The Prime Minister also expressed concern about the island's need for an additional US$200 million (J$14.2 billion) to deal with HIV initiatives and programs over the next five years; noting that the government would only be able to provide one-third of that amount. He further stated that despite the importance of the fight against HIV/AIDS, the government must also tend to other national priorities such as crime and education. To this end, the Prime Minister has called on the private sector to step up their role in contributing to HIV causes.

In theory, the Prime Minister is right. With a steadily growing crime rate and particular challenges in the area of education, these are key priorities for national development. However, what is missing from his analysis are the linkages between and amongst these areas. Issues such as education cannot be dealt with in isolation from HIV/AIDS, as over time, the links in these areas will become increasingly apparent. The same can be said for most development issues, yet in public forums, public officials often fail to recognize or underline the interconnectedness between these areas.

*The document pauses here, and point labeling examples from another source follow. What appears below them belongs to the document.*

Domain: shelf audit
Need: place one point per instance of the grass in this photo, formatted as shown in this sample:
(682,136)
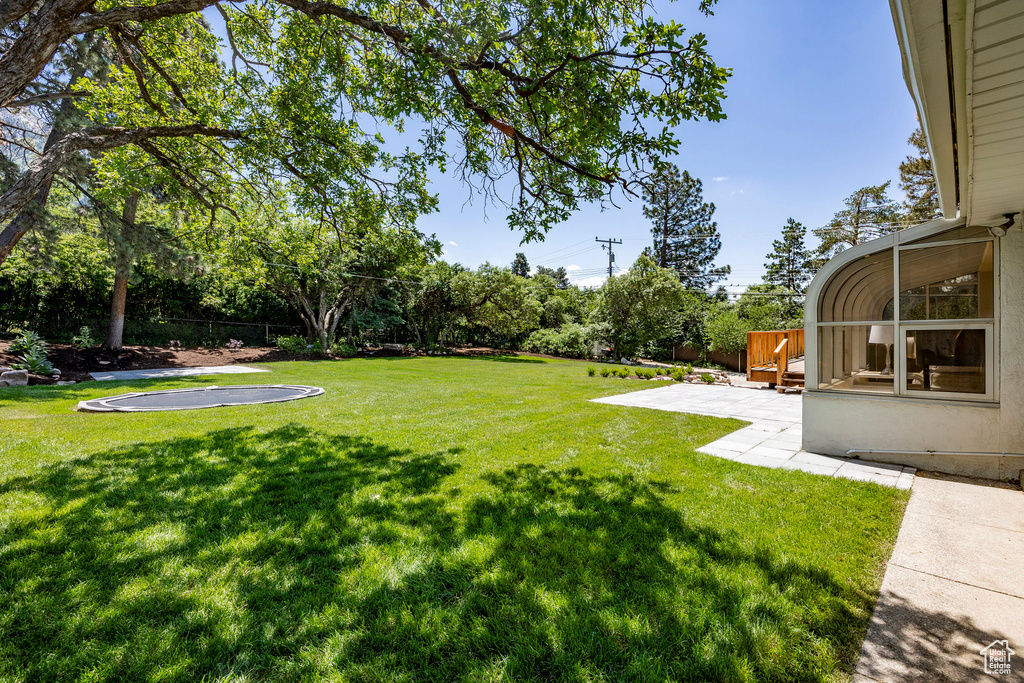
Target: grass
(427,519)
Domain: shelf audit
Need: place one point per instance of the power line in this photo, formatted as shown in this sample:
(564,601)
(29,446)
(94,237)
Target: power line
(611,254)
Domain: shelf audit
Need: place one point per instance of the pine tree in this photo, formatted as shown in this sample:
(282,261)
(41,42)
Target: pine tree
(916,179)
(559,274)
(520,266)
(686,240)
(869,213)
(788,263)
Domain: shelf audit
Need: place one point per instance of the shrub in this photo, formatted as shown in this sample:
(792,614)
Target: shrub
(343,349)
(28,342)
(569,341)
(84,338)
(727,333)
(291,344)
(35,363)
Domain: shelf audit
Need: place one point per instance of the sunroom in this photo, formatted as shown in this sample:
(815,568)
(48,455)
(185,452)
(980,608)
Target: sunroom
(914,354)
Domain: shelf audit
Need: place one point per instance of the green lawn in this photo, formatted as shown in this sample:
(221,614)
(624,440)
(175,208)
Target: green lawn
(427,519)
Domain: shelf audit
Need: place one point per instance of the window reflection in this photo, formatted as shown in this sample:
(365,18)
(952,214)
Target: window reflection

Another major oversight made by the Prime Minister is his sole focus on the need for increased private sector involvement, with no specific mention being made of the role of civil society organizations in managing HIV. The empowerment of civil society groups must be a core component of any national policies designed to tackle HIV/AIDS-related issues. Failure to recognise, and beyond that to publicly support the work being done by these organisations leaves many stones unturned. These are the people who are actively working to uncover the linkages between social and cultural development issues and HIV, often with little financial or public support.

A key component of any well thought out policy or program must necessarily be the inclusion of civil society organisations. The focus on public education and meeting the needs of those infected with HIV can take us only so far towards managing it. In order to manage HIV, we must first contextualize it. As necessary as funding and private sector support are, they will only take us so far without the input of key players on the field.